The coal and oil resources of our planet are dwindling, yet we need more and more power. The atomic Genie offers us an almost endless source of energy. For the growth of our civilization, therefore, our first wish shall be for: POWER!

Mankind has long suffered from hunger and disease. The atomic Genie offers us a source of beneficial rays. These are magic tools of research which can, above all, help us to produce more food for the world and to promote the health of mankind. Our second wish, therefore, shall be for: FOOD AND HEALTH!

There is left to us the third and last wish. It is an important one that demands wisdom. If the last wish is unwise, then - as some of the legends tell - all the wishes granted before may be lost.

See also:
Atomic Power Plant of the Future (1939)
Closer Than We Think! Polar Oil Wells (1960)
Solar Power of 1999 (1956)
The Future World of Energy (1984)


Mark Plus said...

This book sounds like an Onion parody now, but a lot of people back in the 1950's expressed similar hopes for nuclear power. The science fiction writer H. Beam Piper even assumed that we would restart our calendars from the year (1942) physicist Enrico Fermi built the first nuclear reactor at the University of Chicago. That would make our year 2008 equivalent to 66 AE (Atomic Era).

Monte Davis said...

A-and let's not forget the coolest scientific metaphor ever filmed: the room full of mousetraps and ping-pong balls used to depict a chain reaction.

Swinebread said...

Oh Yeah, I saw this film...

Cory Gross said...

One of the interesting contrasts that came out to me while watching the Tomorrowland DVD was the irony between the 1950's view of the future and their representation of the Middle Ages and Victorian periods.

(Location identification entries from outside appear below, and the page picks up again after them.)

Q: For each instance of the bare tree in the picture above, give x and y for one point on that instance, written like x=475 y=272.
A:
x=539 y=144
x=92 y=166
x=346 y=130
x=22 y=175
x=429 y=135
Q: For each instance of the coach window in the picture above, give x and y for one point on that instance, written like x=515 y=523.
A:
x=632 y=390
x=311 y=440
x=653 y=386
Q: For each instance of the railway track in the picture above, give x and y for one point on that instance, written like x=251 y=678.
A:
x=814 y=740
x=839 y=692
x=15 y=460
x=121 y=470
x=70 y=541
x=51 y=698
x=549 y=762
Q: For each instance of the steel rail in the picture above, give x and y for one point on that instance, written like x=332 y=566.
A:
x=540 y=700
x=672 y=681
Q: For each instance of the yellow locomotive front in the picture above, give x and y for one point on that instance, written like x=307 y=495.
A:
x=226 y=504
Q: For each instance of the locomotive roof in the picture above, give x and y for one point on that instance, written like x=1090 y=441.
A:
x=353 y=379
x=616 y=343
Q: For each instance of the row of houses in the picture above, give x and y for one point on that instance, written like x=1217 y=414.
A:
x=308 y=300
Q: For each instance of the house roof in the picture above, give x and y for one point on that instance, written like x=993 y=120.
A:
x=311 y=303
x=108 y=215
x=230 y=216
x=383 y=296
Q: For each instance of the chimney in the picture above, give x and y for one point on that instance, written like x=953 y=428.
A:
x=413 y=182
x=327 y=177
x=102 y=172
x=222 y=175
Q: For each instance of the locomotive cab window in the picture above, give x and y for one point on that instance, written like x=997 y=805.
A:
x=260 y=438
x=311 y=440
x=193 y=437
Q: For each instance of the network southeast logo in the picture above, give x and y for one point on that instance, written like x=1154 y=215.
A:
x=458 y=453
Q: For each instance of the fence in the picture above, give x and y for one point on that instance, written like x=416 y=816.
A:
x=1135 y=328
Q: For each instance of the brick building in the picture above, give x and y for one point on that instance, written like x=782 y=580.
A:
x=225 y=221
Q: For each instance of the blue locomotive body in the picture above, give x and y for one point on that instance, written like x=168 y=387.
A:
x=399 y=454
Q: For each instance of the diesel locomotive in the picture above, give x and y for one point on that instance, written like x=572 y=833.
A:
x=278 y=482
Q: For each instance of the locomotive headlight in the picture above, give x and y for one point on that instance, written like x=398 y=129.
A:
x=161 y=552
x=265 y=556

In the Man in Space trilogy, the former is portrayed as a dark and backwards time of fear and superstition while the latter is portrayed as a quaint and wacky period of foolish ideas. Yet they're so serious about their idea of space flight and atomic power that, 60 years later, look equally naieve, foolish and sometimes frightening.

Anonymous said...

Good point Cory -- but what does that say about how a future generation will view our view of the 1950s... and our view of ourselves?

Anonymous said...

Just as people in the 50's mythologized atomic power, ascribing it magical attributes, so we today ascribe magical attributes to computers and software, predicting miracles that our new technology will make possible, and which are, as always, "right around the corner". We're no wiser than our grandparents, and our grandchildren will look on our idiotic naievete with the same amusement.

Anonymous said...

I remember Our Friend, The Atom. I recently picked up a copy at a used bookstore, and if nothing else, it is a good introduction to chemistry and atomic physics.

If you've ever read another children's book, My Friend, Flicka, you'd know what a problem friends can be.

Anonymous said...

Just as silly as their view of the atom looked, our current fears of global warming will probably appear. I think that it will probably ring true on all fronts: fear and superstition, a wacky period of foolish ideas.

I still want my flying car.

Ira Wagman said...

"Our Friend the Atom" has recently reappeared in the form of an album cover for "Gilded Stars and Zealous Hearts" by the band Velocity Girl. Here's a link:

Anonymous said...

the room full of mousetraps and ping-pong balls used to depict a chain reaction.